Analysing SSAS Extended Event Data With Power Query: Part 1
Reposted from Chris Webb's blog with the author's permission.
The other day, while I was reading this post by Melissa Coates, I was reminded of the existence of extended events in SSAS. I say 'reminded' because although this is a subject I've blogged about before, I have never done anything serious with extended events because you can get the same data from Profiler much more easily, so I had pretty much forgotten about them. But. while Profiler is good, it's a long way from perfect and there's a lot of information that you can get from a trace that is still very hard to analyse. I started thinking: what if there was a tool we could use to analyse the data captured by extended events easily? [Lightbulb moment] Of course, Power Query!
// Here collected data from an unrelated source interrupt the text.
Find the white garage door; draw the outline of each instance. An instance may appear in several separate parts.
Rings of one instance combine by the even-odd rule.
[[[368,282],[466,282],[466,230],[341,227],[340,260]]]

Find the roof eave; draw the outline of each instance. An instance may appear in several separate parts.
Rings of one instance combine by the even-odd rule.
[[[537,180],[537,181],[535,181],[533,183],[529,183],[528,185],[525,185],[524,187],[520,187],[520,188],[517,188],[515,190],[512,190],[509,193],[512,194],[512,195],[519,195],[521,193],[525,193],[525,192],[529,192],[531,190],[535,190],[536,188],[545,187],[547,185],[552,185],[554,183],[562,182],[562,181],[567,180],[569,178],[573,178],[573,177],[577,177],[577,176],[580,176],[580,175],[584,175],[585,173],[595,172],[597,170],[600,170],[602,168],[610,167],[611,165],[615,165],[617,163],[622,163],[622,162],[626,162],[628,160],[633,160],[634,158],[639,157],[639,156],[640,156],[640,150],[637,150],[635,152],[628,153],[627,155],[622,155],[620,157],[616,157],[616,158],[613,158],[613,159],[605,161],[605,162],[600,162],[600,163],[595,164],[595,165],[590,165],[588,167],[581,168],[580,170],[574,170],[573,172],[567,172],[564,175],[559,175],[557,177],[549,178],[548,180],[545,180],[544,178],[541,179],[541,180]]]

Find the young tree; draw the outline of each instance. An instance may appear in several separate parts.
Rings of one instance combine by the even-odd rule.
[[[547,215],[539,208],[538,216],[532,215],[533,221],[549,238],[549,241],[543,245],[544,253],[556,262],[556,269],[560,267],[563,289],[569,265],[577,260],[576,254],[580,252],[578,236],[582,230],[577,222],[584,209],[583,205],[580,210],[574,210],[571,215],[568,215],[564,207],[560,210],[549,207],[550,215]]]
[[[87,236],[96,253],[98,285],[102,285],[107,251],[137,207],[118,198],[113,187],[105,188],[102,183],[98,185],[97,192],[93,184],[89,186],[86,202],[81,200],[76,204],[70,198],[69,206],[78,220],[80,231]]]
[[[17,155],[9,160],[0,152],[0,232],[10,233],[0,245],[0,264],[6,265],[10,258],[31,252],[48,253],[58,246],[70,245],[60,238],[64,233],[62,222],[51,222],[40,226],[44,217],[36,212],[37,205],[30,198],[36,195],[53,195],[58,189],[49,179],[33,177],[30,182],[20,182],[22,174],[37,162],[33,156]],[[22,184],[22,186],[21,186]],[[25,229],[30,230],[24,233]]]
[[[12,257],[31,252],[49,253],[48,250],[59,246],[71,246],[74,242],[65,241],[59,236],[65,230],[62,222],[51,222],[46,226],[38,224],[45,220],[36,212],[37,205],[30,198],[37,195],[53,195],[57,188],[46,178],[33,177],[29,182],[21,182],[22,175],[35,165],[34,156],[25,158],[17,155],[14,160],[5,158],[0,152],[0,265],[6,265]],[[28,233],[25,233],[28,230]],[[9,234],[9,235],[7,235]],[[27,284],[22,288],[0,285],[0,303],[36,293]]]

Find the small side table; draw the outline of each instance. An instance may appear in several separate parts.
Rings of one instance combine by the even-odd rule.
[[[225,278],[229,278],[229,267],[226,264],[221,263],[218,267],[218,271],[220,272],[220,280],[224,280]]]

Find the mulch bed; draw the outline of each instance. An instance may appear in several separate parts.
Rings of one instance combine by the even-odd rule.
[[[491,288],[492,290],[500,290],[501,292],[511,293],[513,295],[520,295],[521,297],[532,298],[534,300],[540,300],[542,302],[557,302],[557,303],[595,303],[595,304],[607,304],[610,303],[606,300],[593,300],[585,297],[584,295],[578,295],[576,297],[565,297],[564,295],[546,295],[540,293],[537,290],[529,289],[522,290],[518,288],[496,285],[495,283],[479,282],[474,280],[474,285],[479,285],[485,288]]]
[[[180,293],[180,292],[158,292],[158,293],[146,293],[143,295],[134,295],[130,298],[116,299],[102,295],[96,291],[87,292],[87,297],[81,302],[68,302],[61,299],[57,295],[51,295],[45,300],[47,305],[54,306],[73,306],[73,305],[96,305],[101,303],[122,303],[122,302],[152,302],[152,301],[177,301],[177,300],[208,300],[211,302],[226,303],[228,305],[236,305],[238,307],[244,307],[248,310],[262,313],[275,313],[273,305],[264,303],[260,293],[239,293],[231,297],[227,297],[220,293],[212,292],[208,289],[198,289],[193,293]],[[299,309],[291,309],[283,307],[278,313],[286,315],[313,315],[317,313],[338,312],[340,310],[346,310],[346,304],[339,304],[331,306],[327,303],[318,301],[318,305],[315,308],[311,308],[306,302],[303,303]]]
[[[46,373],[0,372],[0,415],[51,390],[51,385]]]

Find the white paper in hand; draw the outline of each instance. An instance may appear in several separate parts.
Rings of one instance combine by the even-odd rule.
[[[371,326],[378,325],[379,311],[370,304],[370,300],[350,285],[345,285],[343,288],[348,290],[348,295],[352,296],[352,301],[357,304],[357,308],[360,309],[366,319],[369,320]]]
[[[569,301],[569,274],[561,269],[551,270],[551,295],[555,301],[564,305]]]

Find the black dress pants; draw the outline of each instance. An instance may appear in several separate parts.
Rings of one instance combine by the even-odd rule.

I'm not going to go over how to use Extended Events in SSAS because the following blog posts do a great job already:
http://byobi.com/blog/2013/06/extended-events-for-analysis-services/
http://markvsql.com/2014/02/introduction-to-analysis-services-extended-events/
https://francescodechirico.wordpress.com/2012/08/03/identify-storage-engine-and-formula-engine-bottlenecks-with-new-ssas-xevents-5/
You may also want to check out these (old, but still relevant) articles on performance tuning SSAS taken from the book I co-wrote with Marco and Alberto, "Expert Cube Development":
http://www.packtpub.com/article/query-performance-tuning-microsoft-analysis-services-part1
http://www.packtpub.com/article/query-performance-tuning-microsoft-analysis-services-part2
What I want to concentrate on in this series of posts is how to make sense of this data using Power BI in general and Power Query in particular. The first step is to be able to load data from the .xel file using Power Query, and that's what this post will cover. In the future I want to explore how to get at and use specific pieces of text data such as that given by the Query Subcube Verbose, Calculation Evaluation and Resource Usage events, and to show how this data can be used to solve difficult performance problems. I'm only going to talk about SSAS Multidimensional, but of course a lot of what I show will be applicable (or easily adapted to) Tabular; I guess you could also do something similar for SQL Server Extended Events too. I'm also going to focus on ad hoc analysis of this data, rather than building a more generic performance monitoring solution; the latter is a perfectly valid thing to want to build, but why build one yourself when companies like SQL Sentry have great tools for this purpose that you can buy off the shelf?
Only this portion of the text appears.